December 31, 2015 § 5 Comments
The central point of Zen practice is to cease clinging to all forms of thought. Enlightenment cannot be realized through logic, inference or conceptualization. It is not a this or that which can be known by thinking. Thought is the barrier to enlightenment.
Most of us cannot function without thought. We depend upon thought, our beliefs, ideas and strategies to get us through the day. The very notion of self rests upon such supports for its existence. Take away our career roles, those as mother or father, our religious or philosophical beliefs, etc., and we would lose who we are and fall into crisis.

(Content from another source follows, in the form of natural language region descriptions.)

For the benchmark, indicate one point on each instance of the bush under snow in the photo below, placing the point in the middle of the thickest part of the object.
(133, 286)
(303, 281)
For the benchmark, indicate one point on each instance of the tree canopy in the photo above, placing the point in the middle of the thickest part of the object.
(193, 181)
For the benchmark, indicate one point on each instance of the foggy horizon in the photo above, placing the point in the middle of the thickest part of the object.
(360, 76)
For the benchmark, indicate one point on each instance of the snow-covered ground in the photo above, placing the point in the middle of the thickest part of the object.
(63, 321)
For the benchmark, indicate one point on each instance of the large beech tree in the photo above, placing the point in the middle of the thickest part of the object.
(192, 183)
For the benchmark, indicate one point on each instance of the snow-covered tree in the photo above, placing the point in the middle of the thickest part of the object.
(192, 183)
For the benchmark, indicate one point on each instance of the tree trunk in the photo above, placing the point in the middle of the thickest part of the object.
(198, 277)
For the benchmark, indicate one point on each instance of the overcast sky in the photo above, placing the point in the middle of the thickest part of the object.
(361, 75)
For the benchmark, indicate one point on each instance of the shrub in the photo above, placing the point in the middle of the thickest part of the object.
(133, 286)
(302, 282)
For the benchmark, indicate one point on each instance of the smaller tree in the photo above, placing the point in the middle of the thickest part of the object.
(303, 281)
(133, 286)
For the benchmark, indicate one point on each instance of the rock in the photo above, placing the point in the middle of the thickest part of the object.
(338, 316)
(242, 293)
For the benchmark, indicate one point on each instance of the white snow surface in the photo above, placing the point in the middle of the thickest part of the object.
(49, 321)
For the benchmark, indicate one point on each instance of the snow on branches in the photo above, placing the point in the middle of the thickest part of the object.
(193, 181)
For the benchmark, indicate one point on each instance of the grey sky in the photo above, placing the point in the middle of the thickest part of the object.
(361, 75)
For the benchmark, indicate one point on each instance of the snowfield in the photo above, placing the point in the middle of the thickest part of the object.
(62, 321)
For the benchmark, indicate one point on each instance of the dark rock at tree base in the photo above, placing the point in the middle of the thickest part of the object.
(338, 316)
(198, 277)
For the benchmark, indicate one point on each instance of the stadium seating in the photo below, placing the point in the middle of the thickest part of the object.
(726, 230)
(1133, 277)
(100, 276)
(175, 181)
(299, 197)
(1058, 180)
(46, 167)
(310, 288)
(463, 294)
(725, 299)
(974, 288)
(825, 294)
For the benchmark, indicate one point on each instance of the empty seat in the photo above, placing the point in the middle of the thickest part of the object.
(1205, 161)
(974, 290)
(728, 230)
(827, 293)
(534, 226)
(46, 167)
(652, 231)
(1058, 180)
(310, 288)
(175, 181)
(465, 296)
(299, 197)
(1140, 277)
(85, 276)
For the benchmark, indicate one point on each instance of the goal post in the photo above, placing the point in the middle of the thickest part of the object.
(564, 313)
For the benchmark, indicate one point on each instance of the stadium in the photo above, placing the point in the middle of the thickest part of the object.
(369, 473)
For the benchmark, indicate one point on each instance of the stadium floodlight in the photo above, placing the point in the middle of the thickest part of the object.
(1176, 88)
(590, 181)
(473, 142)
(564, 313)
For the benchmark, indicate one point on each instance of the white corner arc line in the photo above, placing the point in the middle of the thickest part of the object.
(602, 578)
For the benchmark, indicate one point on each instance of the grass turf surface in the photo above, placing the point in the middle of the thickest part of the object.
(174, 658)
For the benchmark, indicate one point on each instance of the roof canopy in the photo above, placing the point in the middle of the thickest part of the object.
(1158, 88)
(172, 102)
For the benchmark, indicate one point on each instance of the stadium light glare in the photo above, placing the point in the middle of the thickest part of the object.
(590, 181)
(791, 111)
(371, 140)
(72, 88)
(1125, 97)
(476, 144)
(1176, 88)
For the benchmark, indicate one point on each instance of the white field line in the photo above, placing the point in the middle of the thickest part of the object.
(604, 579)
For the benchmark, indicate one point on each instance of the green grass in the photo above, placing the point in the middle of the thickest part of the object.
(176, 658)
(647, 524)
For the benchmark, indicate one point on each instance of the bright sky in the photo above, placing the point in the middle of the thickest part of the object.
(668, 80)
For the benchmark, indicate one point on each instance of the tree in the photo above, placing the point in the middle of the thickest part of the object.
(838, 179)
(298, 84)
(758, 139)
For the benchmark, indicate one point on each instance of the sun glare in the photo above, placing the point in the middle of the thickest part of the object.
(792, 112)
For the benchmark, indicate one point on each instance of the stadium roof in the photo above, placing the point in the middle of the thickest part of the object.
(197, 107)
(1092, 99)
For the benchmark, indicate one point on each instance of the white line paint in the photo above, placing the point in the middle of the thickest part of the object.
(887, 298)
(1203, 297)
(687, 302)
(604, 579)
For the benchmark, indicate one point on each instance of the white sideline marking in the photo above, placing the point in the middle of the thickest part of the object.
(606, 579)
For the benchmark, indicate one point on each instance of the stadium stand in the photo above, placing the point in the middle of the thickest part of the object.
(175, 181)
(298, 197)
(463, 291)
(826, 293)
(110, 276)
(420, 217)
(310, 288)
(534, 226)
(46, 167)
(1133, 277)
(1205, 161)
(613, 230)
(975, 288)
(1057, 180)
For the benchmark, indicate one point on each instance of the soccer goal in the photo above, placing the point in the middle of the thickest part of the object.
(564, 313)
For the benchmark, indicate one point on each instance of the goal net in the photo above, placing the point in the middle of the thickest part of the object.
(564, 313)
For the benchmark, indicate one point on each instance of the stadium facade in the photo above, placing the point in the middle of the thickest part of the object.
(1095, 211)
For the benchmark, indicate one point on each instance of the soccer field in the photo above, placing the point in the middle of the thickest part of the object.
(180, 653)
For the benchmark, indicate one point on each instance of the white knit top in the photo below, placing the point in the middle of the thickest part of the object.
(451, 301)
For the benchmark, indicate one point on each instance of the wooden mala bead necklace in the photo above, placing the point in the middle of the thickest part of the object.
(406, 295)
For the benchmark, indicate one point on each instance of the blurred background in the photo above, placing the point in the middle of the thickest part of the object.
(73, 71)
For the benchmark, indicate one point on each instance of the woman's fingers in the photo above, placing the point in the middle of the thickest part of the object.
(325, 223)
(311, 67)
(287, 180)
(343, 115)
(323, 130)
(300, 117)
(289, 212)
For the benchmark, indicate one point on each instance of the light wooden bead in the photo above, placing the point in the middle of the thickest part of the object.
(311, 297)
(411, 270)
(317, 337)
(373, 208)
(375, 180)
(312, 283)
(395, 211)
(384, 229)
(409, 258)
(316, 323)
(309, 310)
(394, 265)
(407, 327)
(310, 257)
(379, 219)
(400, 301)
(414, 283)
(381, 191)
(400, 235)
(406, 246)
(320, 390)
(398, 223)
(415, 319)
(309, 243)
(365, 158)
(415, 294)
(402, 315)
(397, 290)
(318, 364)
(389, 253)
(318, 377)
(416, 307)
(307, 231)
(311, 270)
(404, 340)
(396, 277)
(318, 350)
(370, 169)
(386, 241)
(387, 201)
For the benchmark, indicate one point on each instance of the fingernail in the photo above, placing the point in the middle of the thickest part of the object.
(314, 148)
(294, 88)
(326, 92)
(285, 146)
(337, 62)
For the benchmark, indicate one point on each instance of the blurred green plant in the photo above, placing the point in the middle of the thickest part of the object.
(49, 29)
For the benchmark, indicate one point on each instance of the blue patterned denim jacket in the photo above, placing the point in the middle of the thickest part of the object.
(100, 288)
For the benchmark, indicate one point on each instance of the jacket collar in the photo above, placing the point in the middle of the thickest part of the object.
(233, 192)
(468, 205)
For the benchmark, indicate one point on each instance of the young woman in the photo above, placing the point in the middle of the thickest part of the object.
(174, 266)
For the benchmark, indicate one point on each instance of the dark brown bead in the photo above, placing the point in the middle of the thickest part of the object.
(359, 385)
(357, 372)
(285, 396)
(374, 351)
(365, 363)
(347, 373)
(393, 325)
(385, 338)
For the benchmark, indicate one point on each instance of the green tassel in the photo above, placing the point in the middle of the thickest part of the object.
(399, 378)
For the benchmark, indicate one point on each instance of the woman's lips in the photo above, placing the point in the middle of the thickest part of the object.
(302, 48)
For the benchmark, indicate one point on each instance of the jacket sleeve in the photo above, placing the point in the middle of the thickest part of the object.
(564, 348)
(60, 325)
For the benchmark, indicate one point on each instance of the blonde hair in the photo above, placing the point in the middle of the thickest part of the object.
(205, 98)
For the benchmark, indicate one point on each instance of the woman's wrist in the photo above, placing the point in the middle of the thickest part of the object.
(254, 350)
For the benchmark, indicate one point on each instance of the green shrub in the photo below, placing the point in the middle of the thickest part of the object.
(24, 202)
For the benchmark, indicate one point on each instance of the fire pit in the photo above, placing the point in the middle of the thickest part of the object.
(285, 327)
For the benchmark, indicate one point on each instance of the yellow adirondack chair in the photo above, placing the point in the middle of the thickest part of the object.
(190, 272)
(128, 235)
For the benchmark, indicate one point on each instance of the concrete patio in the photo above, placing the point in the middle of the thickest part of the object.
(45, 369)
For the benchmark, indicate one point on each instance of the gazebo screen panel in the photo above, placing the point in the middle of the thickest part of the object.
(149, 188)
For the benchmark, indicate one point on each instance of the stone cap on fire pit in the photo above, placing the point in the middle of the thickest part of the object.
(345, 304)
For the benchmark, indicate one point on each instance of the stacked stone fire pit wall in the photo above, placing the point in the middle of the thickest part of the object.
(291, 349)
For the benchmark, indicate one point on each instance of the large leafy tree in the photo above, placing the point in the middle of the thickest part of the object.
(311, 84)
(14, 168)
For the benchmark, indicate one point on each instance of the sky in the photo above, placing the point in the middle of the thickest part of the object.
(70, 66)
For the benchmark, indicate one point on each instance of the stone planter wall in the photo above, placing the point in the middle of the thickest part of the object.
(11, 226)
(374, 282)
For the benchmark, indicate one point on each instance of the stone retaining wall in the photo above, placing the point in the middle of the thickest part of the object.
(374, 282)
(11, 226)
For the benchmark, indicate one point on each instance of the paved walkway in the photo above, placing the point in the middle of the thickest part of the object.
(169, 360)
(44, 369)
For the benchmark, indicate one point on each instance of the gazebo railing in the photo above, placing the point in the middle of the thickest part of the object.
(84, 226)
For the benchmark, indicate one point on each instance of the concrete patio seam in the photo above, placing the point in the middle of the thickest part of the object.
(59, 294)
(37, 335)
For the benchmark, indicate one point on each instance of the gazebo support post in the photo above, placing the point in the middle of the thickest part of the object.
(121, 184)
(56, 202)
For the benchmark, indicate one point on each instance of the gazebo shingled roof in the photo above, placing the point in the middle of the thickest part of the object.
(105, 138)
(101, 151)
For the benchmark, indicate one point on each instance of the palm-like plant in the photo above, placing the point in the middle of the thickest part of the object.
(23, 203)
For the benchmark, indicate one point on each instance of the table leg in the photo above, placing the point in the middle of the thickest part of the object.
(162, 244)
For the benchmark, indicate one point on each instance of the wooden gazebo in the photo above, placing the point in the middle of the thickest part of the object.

We cling to thought to avoid the loss of self and give to it the status of reality to lend the self the same sense of permanence. Thought, however, is illusion. No thought can accurately contain every truth or represent every aspect of reality. Even the most mathematically perfect theories of the physicist fall short of fully comprehending the universe. Over time, one theory gives way to another then the search is on again to find a more inclusive theory. On and on it goes. If even the best minds of today’s science cannot find complete understanding through thought then how less so can our ordinary minds?
Not just ordinary thought is an illusion but so is every conceivable idea and as such are hindrances to enlightenment. Even the idea that life’s ultimate meaning can be known through enlightenment is an illusion that must be relinquished if one is to be truly free and independent. It is therefore an important part of Zen practice that we see through the illusion of thought. We must teach ourselves that thought is not real but just thought and that ultimately even the thought of self is an illusion.
If you cannot pass through the barrier of thought you will be like a ghost that clings to trees and grasses. This barrier is one of your own making. To know your true identity and realize pure enlightenment cease believing that every thought that enters your mind is true. Learn to let go of the belief that your thoughts represent something real in your world. Remember. Even the most abstract notion merely approaches reality and can never encompass it. No object of thought can become Light.
December 25, 2015 § Leave a comment
In his commentary on the koan “Mu” Mumon wrote, “For subtle realization of (Mu) it is of the utmost importance that you cut off the mind road. If you do not pass the barrier of the ancestors, if you do not cut off the mind road, then you are a ghost clinging to bushes and grasses.”
What is the mind road? It is acquired ideas and confused imagery. It is thoughts, strategies and superstitions that provide the false promise of security and happiness. It is the stories we tell ourselves that frame our worldview and creates a sense of self.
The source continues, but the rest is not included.